The Attorney-General’s Department warned Mark Dreyfus that his intervention in Bernard Collaery’s case would fuel political pressure on the government to also end the prosecutions of Richard Boyle and David McBride, documents show.
Dreyfus won praise for his stance in the Collaery case, where he made unprecedented use of powers in the Judiciary Act to stop the lawyer’s prosecution for revealing Australia’s espionage on its impoverished ally Timor-Leste during oil and gas negotiations.
Documents released to the former senator Rex Patrick and seen by Guardian Australia show Dreyfus’s department warned him the move would put political pressure on his government to act similarly in the cases of Boyle, a former tax official whose disclosures prompted a Four Corners investigation into aggressive debt recovery practices, and McBride, a former military lawyer who leaked documents to the ABC.
A redacted briefing prepared by the Attorney-General’s Department and handed to Dreyfus on 1 July 2022 – six days before he intervened in Collaery’s case – detailed the “key risks” associated with intervening in the case.
“A decision to end Mr Collaery’s prosecution may also generate public calls for you to intervene to end the prosecutions of Mr David McBride and Mr Richard Boyle,” the department’s briefing said.
“Those calls have already been made by Senator [Rex] Patrick, Senator [Nick] McKim and others.”

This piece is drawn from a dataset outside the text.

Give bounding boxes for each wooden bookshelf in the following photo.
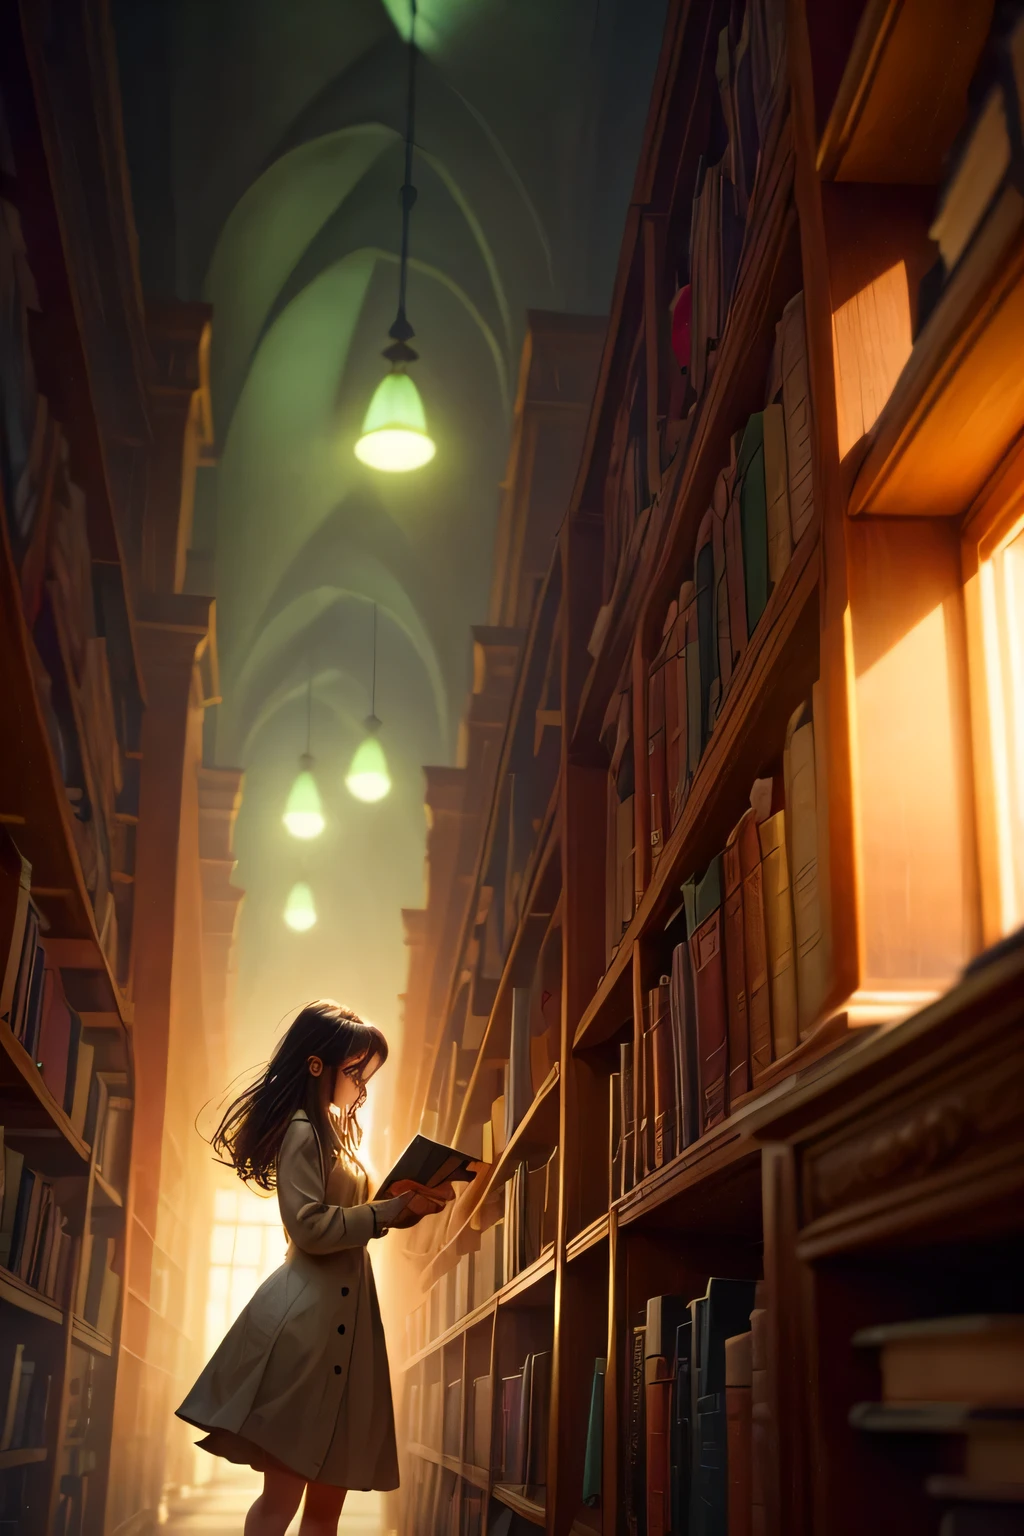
[393,4,1024,1535]
[0,8,142,1533]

Human rights lawyers, transparency advocates and independent MPs and senators have been calling on Dreyfus to intervene and end the prosecution against Boyle, who is awaiting an appeal decision on his entitlement to whistleblower protections, and McBride, who pleaded guilty to three charges in November, including stealing commonwealth information and passing that on to journalists at the Australian Broadcasting Corporation. McBride is now awaiting his sentencing hearing in March.

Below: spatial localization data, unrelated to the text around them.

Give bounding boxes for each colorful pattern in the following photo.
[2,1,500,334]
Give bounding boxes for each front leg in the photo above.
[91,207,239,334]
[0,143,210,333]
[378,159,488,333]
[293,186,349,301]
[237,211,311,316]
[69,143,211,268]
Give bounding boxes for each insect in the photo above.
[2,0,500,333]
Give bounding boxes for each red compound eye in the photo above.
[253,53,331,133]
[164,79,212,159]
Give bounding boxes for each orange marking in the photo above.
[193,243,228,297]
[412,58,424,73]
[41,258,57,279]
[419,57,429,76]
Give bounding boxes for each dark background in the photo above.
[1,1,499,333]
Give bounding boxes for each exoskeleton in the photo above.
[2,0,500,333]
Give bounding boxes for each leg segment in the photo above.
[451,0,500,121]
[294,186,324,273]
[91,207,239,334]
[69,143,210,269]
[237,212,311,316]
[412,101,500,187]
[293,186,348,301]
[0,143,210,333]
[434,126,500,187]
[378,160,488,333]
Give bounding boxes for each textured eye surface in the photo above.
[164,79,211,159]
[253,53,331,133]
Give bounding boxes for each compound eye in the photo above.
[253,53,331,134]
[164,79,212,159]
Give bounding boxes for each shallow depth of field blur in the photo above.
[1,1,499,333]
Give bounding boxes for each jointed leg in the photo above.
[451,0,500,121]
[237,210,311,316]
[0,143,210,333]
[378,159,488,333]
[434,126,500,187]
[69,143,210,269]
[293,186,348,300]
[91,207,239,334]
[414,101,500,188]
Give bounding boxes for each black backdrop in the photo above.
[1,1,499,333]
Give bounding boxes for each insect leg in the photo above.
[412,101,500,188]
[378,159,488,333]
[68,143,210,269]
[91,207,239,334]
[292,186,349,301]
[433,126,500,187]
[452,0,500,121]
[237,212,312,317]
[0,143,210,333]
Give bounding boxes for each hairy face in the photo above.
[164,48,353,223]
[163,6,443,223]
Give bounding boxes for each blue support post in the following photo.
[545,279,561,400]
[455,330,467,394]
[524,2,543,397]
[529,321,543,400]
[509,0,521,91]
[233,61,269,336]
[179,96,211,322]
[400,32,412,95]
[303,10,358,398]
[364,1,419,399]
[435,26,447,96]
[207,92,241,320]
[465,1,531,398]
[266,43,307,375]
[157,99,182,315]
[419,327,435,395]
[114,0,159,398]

The attorney general, who has long championed whistleblower protections, has so far resisted those calls, saying his powers should only be used in “exceptional circumstances”.
Responding to a crossbench motion in support of McBride last month, Dreyfus said intervening in the case as a result of political pressure could “have a range of far-reaching consequences”.
“It could call into question the attorney general’s motives. It could politicise the prosecution process,” he said. “It could undermine the independence of the Director of Public Prosecutions. So any suggestion … that an attorney general should intervene in prosecutions routinely or has some kind of permanent, standing or ongoing supervisory jurisdiction in circumstances that are not truly exceptional should be strongly resisted.”
McBride has said his motivations for leaking the documents to the ABC were mixed. The former military lawyer said he believed some soldiers were being wrongly investigated for war crimes and that “soldiers were being improperly prosecuted as a smokescreen to cover [leadership’s] inaction and failure to hold reprehensible conduct to account”.
But in an affidavit lodged as part of his withdrawn bid for whistleblower protection, McBride also said that he had wanted Australians to know that “Afghan civilians were being murdered and Australian military leaders were at the very least turning the other way and at worst tacitly approving this behaviour”.
“I knew the ADF was not going to fix itself,” he wrote in 2021 of his decision to go to the media. “If I walked away, nothing was going to happen, it was only going to get worse.”
Patrick’s FoI requested specific departmental briefings to Dreyfus on the potential use of his Judiciary Act powers in the McBride matter.
No such documents were identified by the department. Guardian Australia understands Dreyfus has received more generalised briefings from his department on the circumstances of the case.
Citing the freedom of information documents, Patrick accused Dreyfus of not responding seriously to calls for McBride’s prosecution to be dropped.
“Time and time again Mr Dreyfus stood up and preached that he could only intervene in prosecutions in ‘exception circumstances,’” Patrick said. “The crossbench was calling on him to drop his prosecution and the public were too. Dreyfus just turned his head the other way.”